Wildfire smoke that shut down jobsites across the West dissipated this week, even as guidance on when to stop work due to hazardous air quality conditions remained ambiguous.
The clearer air came a week after numerous contractors stopped work on projects due to heavy smoke driving the Air Quality Index higher than 600, beyond the upper 500 limit on the EPA’s hazardous air quality chart.
The situation is made more dire because the poor air quality can exacerbate worker health risks from COVID-19. The Oregon Health Authority said last week that increased pollution has been associated with a higher risk of respiratory infections, which has serious implications during the pandemic.
At least 2,193 projects in California, Washington and Oregon worth more than $1.6 billion were in counties where the Federal Emergency Management Agency declared a disaster and were likely impacted by the smoke, according to data from Built Technologies, a platform that tracks construction financing.
While sites shut down voluntarily last week, contractors said doing so put them in an awkward position with their owner clients, because neither the Environmental Protection Agency nor the Occupational Safety and Health Administration has mandates on when outdoor work should cease due to hazardous air quality. The lack of guidance only exacerbates the problem for construction firms, said Michael Zisa, partner at construction law firm Peckar & Abramson.

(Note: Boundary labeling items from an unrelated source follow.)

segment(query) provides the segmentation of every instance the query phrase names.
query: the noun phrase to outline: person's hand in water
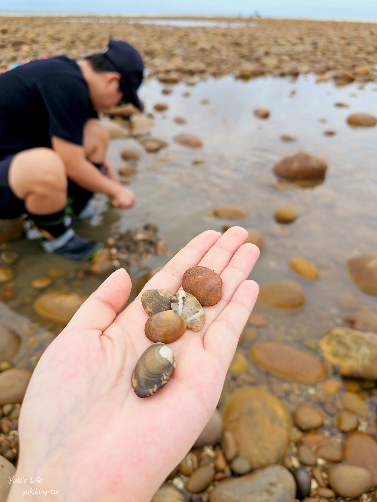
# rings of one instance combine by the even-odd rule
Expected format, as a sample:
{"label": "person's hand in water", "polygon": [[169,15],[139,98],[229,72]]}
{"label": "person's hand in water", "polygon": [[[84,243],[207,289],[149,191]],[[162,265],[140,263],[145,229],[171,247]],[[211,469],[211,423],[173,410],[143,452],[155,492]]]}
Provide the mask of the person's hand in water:
{"label": "person's hand in water", "polygon": [[[131,280],[114,272],[86,300],[38,363],[22,405],[20,454],[9,500],[22,490],[59,490],[28,500],[150,502],[186,454],[218,404],[238,339],[258,287],[247,280],[259,256],[233,227],[191,241],[145,289],[174,294],[184,272],[200,265],[220,274],[221,300],[204,307],[206,323],[169,346],[176,366],[153,396],[137,397],[131,376],[151,344],[141,295],[117,316]],[[40,484],[30,484],[39,477]]]}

“Contractors are not experts in air quality, safety standards or disease control,” Zisa said in an email. “Federal, state and local governments have this expertise — they have the technical knowledge and resources to create standards, measure pollutants, evaluate medical implications and importantly issue necessary orders, mandates and directives to protect the public at large as well as industries particularly impacted by the environmental issues such as the construction industry."
He compared the lack of guidance about wildfires to similar issues that contractors had with dealing with effects of the coronavirus outbreak.
"As we learned from the COVID-19 pandemic, the government’s failure to issue clear orders, directives and mandates creates uncertainty and confusion and places contractors in a very challenging situation," he said.
Zisa said contractors may have legal exposure if a worker were to become sick at work during unhealthy or hazardous air quality days.
“When confronted with ambiguous standards or requirements, contractors are left to determine on their own how to balance the need to protect their employees and other workers with the need to meet their obligations to the project owner, which can expose them to legal, regulatory and reputational problems," he said.
Talk with owners about the risks
But Greg Sizemore, vice president of health, safety, environment and workforce development at Associated Builders and Contractors, said that while the situation isn’t ideal, contractors should use their best judgment to protect themselves and their workers.
“It’s one thing to ask someone to set up a regulatory requirement that says X, Y or Z,” Sizemore said. “I say to you: Be careful what you ask for.”
Instead, he recommends that contractors talk with owners about the health impacts of working in such conditions and the potential liability that continuing work in those situations could bring. And just as with COVID-19, contractors need to do what is necessary to put their workers’ health first.
“I would suspect that if you have a candid conversation with the builders, they don't want to be liable for any of that,” Sizemore said. “What they need to do is envision their son, daughter, husband or wife being asked to perform the work that an employee of theirs is being asked to perform. I submit that if you connect yourself to it personally like that, you’re going to pump the brakes.”